04 October 2010

Venice Bridges: 3. Ponte degli Scalzi


The third bridge to be built over the Grand Canal in Venice was an iron truss structure built near the Venice railway station in 1857. As with the truss structure of the same vintage at Ponte dell'Accademia, it was replaced in the early 1930s with a new arched bridge, the Ponte degli Scalzi ("bridge of the barefoot").

The new structure was built between 1932 and 1934 to a design by Eugenio Miozzi. It is a stone arch span of 40m, rising 6.75m. The bridge is only 0.8m thick at its crown, which is remarkable slender for the type and age of the bridge. Stone was chosen instead of reinforced concrete to avoid future corrosion problems. The construction cost 2.55m lira.

Miozzi adopted an unusual technique in construction of the arch, which he called the "compensatory systematic lesion" method. This involved leaving open joints at the crown and springing, which would close as the bridge's formwork was removed. This ensured that in the dead load condition, the arch was subject to minimal bending effects, greatly reducing the adverse stresses in the stonework.
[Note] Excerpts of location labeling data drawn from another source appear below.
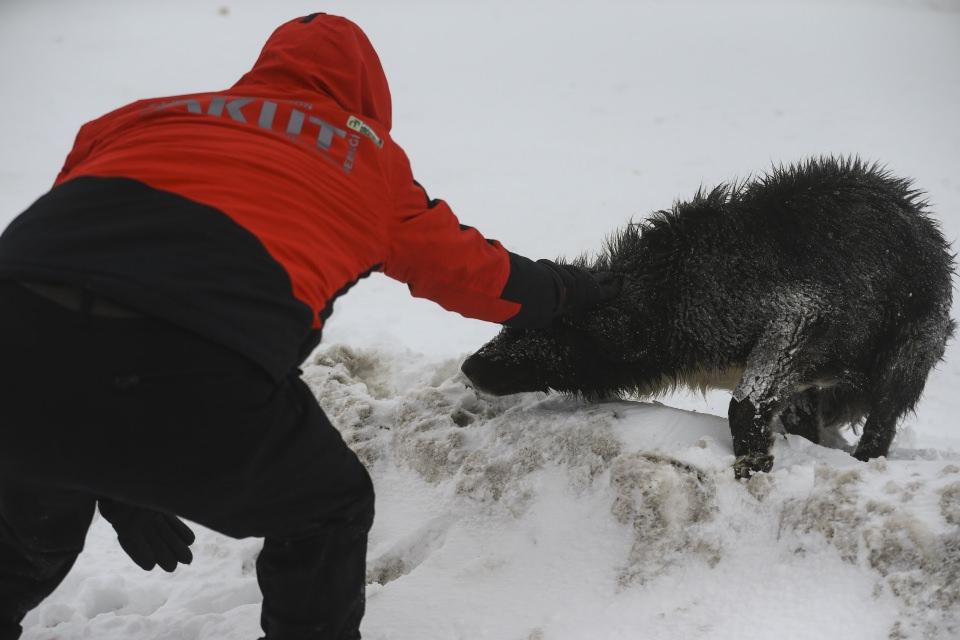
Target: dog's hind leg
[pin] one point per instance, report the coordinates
(899, 377)
(801, 415)
(782, 359)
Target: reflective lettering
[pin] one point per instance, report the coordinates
(267, 111)
(295, 125)
(327, 131)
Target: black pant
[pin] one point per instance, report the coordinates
(140, 411)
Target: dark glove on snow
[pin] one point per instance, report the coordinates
(149, 537)
(582, 290)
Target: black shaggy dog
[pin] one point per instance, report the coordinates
(819, 294)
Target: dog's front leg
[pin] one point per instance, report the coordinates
(779, 362)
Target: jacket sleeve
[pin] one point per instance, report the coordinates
(456, 267)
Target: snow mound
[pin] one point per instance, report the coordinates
(460, 475)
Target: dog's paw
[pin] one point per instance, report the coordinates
(746, 466)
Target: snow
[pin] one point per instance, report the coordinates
(547, 125)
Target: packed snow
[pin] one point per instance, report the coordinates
(547, 125)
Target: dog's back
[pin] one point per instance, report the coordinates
(820, 293)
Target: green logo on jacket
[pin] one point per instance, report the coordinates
(361, 127)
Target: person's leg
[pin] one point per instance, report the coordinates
(42, 532)
(154, 416)
(313, 577)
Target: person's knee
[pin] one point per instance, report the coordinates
(39, 525)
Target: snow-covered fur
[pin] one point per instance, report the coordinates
(819, 294)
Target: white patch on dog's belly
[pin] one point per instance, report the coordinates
(700, 380)
(703, 381)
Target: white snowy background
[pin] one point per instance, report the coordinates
(547, 125)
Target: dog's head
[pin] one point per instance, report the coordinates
(593, 355)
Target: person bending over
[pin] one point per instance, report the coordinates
(177, 274)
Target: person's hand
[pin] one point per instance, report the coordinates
(150, 538)
(581, 289)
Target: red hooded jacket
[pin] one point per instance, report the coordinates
(298, 153)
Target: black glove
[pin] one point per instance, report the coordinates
(149, 537)
(582, 290)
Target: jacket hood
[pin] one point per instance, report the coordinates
(326, 54)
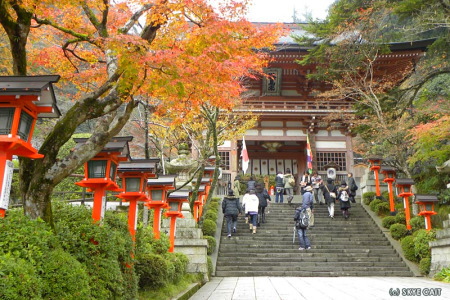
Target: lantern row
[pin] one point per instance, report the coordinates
(140, 183)
(426, 202)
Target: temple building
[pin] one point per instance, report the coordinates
(290, 109)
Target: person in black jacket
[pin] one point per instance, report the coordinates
(263, 197)
(231, 208)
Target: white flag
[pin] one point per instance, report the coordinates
(244, 155)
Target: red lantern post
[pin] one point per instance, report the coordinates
(22, 100)
(157, 189)
(426, 207)
(404, 190)
(375, 167)
(100, 172)
(389, 178)
(134, 175)
(175, 200)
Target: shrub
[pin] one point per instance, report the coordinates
(443, 275)
(209, 227)
(417, 223)
(153, 270)
(104, 250)
(368, 197)
(398, 231)
(18, 279)
(424, 265)
(382, 208)
(388, 221)
(25, 238)
(374, 203)
(408, 248)
(421, 239)
(64, 277)
(211, 215)
(211, 244)
(400, 218)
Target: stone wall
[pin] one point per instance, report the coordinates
(440, 249)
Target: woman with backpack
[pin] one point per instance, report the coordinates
(305, 211)
(264, 198)
(289, 183)
(344, 199)
(329, 191)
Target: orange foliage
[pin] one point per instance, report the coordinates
(198, 54)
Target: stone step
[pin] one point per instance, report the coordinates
(312, 273)
(308, 258)
(340, 247)
(315, 267)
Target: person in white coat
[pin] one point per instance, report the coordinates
(251, 202)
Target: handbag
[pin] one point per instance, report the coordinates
(332, 194)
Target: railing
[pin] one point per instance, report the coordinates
(296, 105)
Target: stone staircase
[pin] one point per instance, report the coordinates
(353, 247)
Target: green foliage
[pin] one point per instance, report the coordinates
(382, 208)
(443, 275)
(424, 265)
(398, 231)
(64, 277)
(400, 218)
(408, 248)
(421, 239)
(211, 215)
(374, 203)
(368, 197)
(211, 244)
(387, 221)
(18, 279)
(417, 223)
(209, 227)
(104, 250)
(25, 238)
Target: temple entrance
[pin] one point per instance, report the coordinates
(269, 157)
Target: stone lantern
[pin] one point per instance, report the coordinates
(404, 190)
(426, 208)
(23, 99)
(389, 178)
(100, 172)
(134, 175)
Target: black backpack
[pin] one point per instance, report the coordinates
(302, 221)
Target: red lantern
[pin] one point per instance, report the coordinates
(134, 175)
(23, 99)
(426, 207)
(100, 172)
(404, 190)
(157, 189)
(175, 201)
(375, 167)
(389, 178)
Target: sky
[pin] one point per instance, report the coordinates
(283, 10)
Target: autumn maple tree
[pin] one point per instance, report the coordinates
(180, 54)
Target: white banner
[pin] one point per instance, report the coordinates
(6, 186)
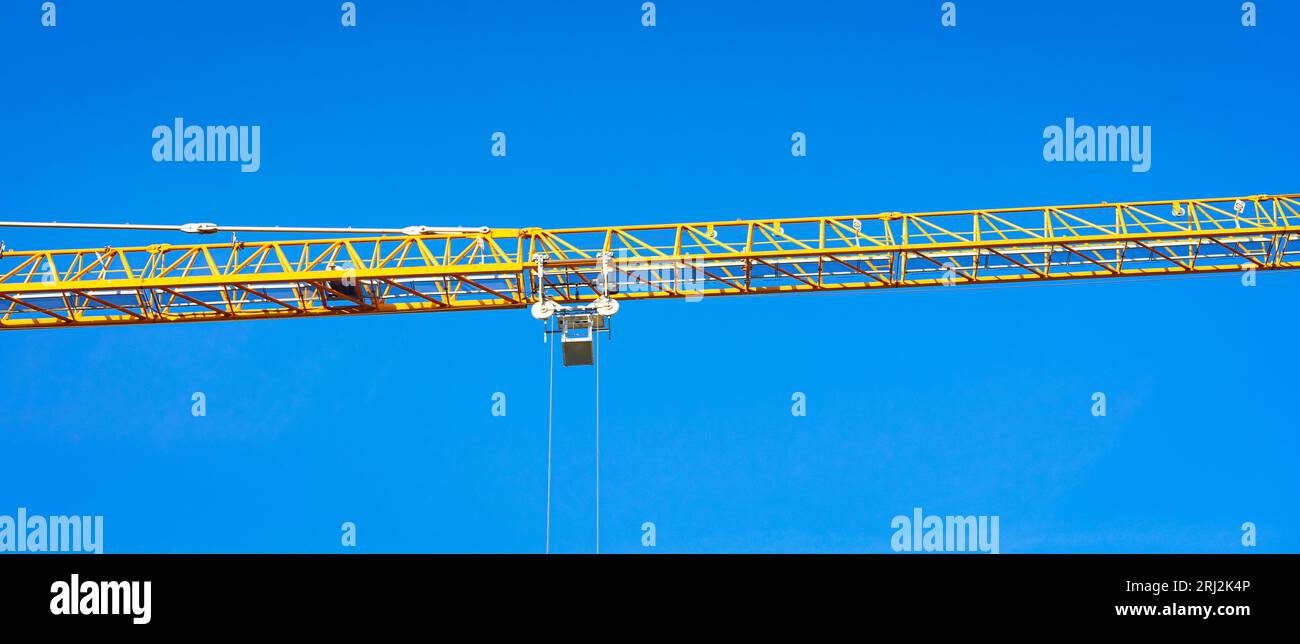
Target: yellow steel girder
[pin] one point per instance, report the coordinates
(498, 268)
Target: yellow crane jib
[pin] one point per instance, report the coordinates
(580, 272)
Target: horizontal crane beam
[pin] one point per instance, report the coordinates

As with all Venetian arches, containment of the arch thrusts is the key engineering problem, and the bridge is supported on 0.3m diameter concrete piles, both vertical and inclined, along with timber piles. These were tested with horizontal loads prior to construction of the arch.

Today, the bridge may appear at first sight the least distinguished of the four bridges over the Grand Canal. There are, after all, roughly 300 arch bridges in Venice, most of them in stone. However, its attraction is in its simple elegance, especially its slenderness at midspan. It's both beautiful and durable, an illustration that older technologies are often still of great value.